They sit at their little scuffed up table in the corner, and drown in the silence. Four old hands, scuffed up and wrinkled and spotted, a pair set down in a lap, the other pair in air, the world stretched out between them, headlines screeching into the quiet of their lives.
Suicide Bomb Kills a Hundred: Parents Mourn.
Tornado Wipes Out Town: Rescuers Search For Bodies.
Celebrity Singer Found Dead in Apartment: Pill Overdose.
All the loudness and explosive power of the world condensed to meaningless words at a dead little corner of a dead little coffee shop. They’ve been here forever. I can only see the man through a little rent in the back of his paper, like somebody tore a few lines out, didn’t want the whole thing, just a sound bite. His beard is grey and white, and his frown is fierce, his face, what I can see of it anyway, lined and wrinkled. Sometimes I see him peer out through the opening, glance at the huddled figure sitting across from him, look nervous, and return to the pages. I imagine he’s racking his brain for something to say, something new to fill the silence when everything interesting has already been ground into the dust of a million conversations. I have trouble finding things to say on a third date, let alone a thousandth. It’s strange to think of them this way, to compare them to two nervous teenagers, but then they can’t really be that different. They want to be interested by new things; they want to feel wanted and not just part of the scenery. Maybe he still wants to engage, and not just settle into the doldrums of life, maybe she’s given up. He walks the empty halls all day, there’s nothing on T.V., and he sleeps in a cold bed. Or maybe I’m all wrong, sitting here with my hot chocolate because I don’t like coffee, flannel and faded jeans, high-minded because I’m in a writing class. Maybe he cheated on her, and she never forgave him, and he’s been sitting at the same damned table the rest of his life thinking of a way to make it up. Maybe he gambled away all their money, and she lives in poverty because of him. Or maybe, just maybe, they’re the happiest damn couple in the world, and he just looks through the hole in the world so much because he thinks she’s the prettiest thing he’s ever seen.

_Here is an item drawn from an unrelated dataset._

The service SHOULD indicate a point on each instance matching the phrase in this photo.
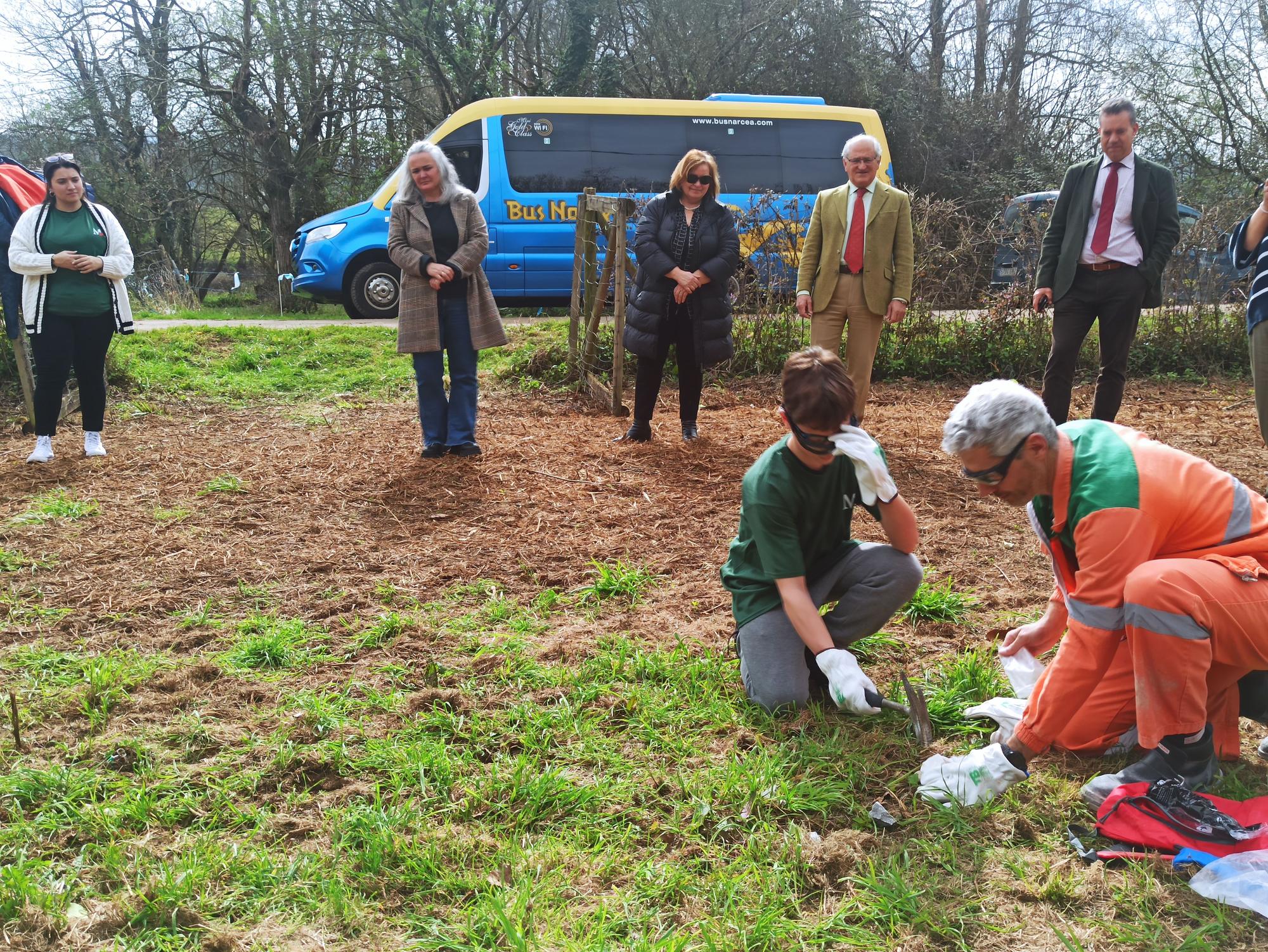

The door flies open, two college kids practically fall through, all wrapped up in each other, laughing. The room gets three times smaller; the walls seem to close in. They breathlessly order the same coffee, and melt into a bench seat, shoulders bumping. My heart jumps, because the girl is like an echo. She looks at me, still laughing. I feel visible, drink dry, pen in hand. There is a fear for the observer in being found out, of wild imaginings being thrown into the light, of baseless conjecture exposed as falsehood. I stand to leave into the cold when I catch a glimpse of the couple in the corner, frozen in time. One figure frowns slightly, more at the noise interrupting thoughts of who-knows-where than anything else. Through a hole in the world, a nostalgic little smile plays out, and a mouth moves, though I can’t hear sound over laughter. Another smile greets it, surprised, a forgotten scene from a long ago dream. The screen of words comes down but I turn away. A smile’s enough, words imagined better than words heard, eyes glimpsed kinder than eyes seen. A walk home is not so cold, and a dark corner not so dark.